The first of our traces is the one collected by Douglis and Killian and used in their study [DK99]. This trace consists of the activity over a week in May 1998, polled every 30 seconds, of 100 users of a modem pool maintained by AT&T Labs. The modems in the pool served as the uplink of an asymmetric connection (the downlink was a cable connection). The setup where this trace was collected is interesting because it uses static IP addresses. This makes disconnects less undesirable: all TCP connections can stay open until the next modem connection. Thus, the cost of disconnecting a user is primarily in terms of the delay of reconnection. As a consequence, the modem pool itself has an aggressive 15 minute idle timeout (which would probably be too short for general ISPs). A few users have no inactivity timeout (after their request) and can stay connected indefinitely. An interesting characteristic of this setup is that all users have a dedicated phone line. A direct consequence is that users cannot be denied service but also that they have less of an incentive to disconnect explicitly. In fact, the trace we studied contains no disconnection information. Douglis and Killian report that 15 users appeared active at all times. (Actually this number depends on what is defined as ``at all times'': for a higher inactivity tolerance, 19 users appear active at all times.)

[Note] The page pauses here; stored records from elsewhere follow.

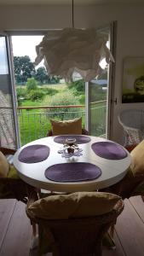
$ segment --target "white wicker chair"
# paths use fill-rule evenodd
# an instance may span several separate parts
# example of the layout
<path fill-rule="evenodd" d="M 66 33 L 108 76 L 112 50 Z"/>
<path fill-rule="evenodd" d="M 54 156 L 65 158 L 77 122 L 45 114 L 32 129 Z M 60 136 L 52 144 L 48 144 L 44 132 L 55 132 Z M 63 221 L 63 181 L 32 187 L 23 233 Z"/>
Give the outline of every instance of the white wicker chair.
<path fill-rule="evenodd" d="M 130 109 L 118 116 L 125 135 L 124 147 L 137 145 L 144 137 L 144 110 Z"/>

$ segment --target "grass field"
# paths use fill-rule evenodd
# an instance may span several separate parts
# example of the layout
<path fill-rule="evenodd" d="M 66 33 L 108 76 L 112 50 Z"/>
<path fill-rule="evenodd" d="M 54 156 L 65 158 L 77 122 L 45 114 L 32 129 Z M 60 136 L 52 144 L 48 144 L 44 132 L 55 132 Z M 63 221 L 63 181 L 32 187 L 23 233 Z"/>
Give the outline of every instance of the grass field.
<path fill-rule="evenodd" d="M 52 88 L 58 90 L 57 95 L 62 91 L 67 90 L 66 84 L 49 84 L 43 85 L 43 88 Z M 51 96 L 47 97 L 51 98 Z M 45 105 L 45 104 L 44 104 Z M 31 100 L 25 100 L 21 102 L 21 107 L 41 107 L 43 106 L 43 101 L 32 102 Z M 100 136 L 106 132 L 106 103 L 100 102 L 91 105 L 91 134 Z M 84 108 L 78 109 L 78 111 Z M 60 109 L 59 109 L 60 113 Z M 80 113 L 80 116 L 82 113 Z M 50 113 L 43 109 L 32 109 L 32 110 L 20 110 L 18 113 L 19 126 L 20 131 L 21 145 L 26 144 L 31 141 L 43 137 L 47 136 L 48 131 L 50 130 Z M 79 117 L 79 113 L 78 113 Z M 57 114 L 59 119 L 59 113 Z M 85 115 L 83 114 L 83 124 L 85 123 Z"/>

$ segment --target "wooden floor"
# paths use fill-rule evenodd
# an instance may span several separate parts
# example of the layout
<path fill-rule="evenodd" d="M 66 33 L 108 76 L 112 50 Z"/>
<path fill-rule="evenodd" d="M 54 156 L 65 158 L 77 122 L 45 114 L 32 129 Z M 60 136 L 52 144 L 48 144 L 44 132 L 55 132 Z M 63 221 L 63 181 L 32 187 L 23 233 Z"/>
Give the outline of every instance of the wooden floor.
<path fill-rule="evenodd" d="M 115 228 L 116 249 L 104 248 L 103 256 L 144 256 L 144 202 L 137 196 L 125 200 L 124 205 Z M 36 252 L 30 253 L 31 241 L 32 227 L 25 205 L 1 200 L 0 256 L 37 255 Z"/>

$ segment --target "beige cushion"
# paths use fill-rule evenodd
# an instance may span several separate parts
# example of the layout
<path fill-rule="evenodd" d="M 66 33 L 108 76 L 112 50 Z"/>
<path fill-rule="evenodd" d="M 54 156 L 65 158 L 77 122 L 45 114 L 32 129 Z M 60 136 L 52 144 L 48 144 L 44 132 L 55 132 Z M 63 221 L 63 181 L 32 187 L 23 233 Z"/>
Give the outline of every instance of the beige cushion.
<path fill-rule="evenodd" d="M 40 199 L 32 204 L 28 211 L 47 219 L 95 216 L 112 211 L 119 199 L 118 195 L 110 193 L 76 192 Z"/>
<path fill-rule="evenodd" d="M 82 134 L 82 118 L 72 120 L 50 120 L 53 135 Z"/>
<path fill-rule="evenodd" d="M 132 163 L 130 166 L 134 177 L 144 177 L 144 140 L 131 152 Z"/>
<path fill-rule="evenodd" d="M 4 154 L 0 151 L 0 177 L 7 177 L 9 171 L 9 164 Z"/>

Our other two traces are from Telesys--the Internet Service Provider for the University of Texas community. In September 1998, Telesys was the largest ISP in the Austin, Texas metropolitan area (we are not aware of more recent data) with over 3,000 modems, serving over 34,000 subscribers [Aca98]. (The total number of subscribers seems to be artificially high: unusually many subscribers did not use their accounts at all during the two periods of our study. The inflation in the number of subscribers is probably due to the low cost of Telesys for its restricted user base--many Telesys users can afford to subscribe even though they rarely use the service.) Our Telesys traces contain explicit disconnect information, and users are allowed to stay connected indefinitely. (Telesys does not disconnect idle users despite a stated policy of a 2-hour idle timeout.) Telesys has not had busy signals due to limited capacity in the past few years [Aca98], hence no users were denied service during our trace collection.
We collected the two traces of Telesys activity by repeatedly polling the modem servers in two-minute intervals. The traces are from periods of significantly different activity. The first was collected in a period of low activity (June 26 to July 6, 1999, which includes the 4th of July holiday) with 18,086 distinct users accessing the system in this time period. The maximum number of simultaneously connected users was 2,151, and 5 users were connected at all times. In all, there were over 315,000 connections (i.e., instances of users connecting and disconnecting). The second trace was collected in a high activity period (November 1 to 8, 1999). 21,221 distinct users accessed the system in that time with a maximum of 3,024 users connected simultaneously. There were over 347,000 connections in total and 11 users stayed connected throughout the week-long tracing period. The number of connected users as a function of time for the Telesys traces is plotted in Figure 1.
Figure 1: Number of connected users as a function of time. The
first plot shows three ``low usage'' days because of the 4th
of July holiday.
An interesting issue concerns users who stay permanently connected (termed ``workaholics'' in the Douglis and Killian study, with the term originating in Barbará and Imielinski [BI94]). If ``workaholics'' are connected regardless of disconnections (e.g., due to periodic tasks using the network) they should be included in the study. If they are active only because they try to ``beat'' the disconnection policy of the tracing environment, they should be excluded. This issue is significant only for our first trace (from AT&T Labs) because of the idle timeout that was in place when the trace was collected, and because of the large percentage of ``workaholics''. In the Douglis and Killian study, ``workaholics'' were excluded from the experiments. The reason was that after interviews with individual users, Douglis and Killian concluded that their constant activity was due to programs used as a response to the 15-minute idle timeout. (That is, these users ran periodic tasks to simulate activity and avoid automatic disconnections.) Similarly, we excluded ``workaholics'' from our first trace. Nevertheless, we have also performed all experiments with the full trace and concluded that the inclusion of ``workaholics'' does not fundamentally affect our results or our conclusions (absolute counts may change but relative differences are practically the same).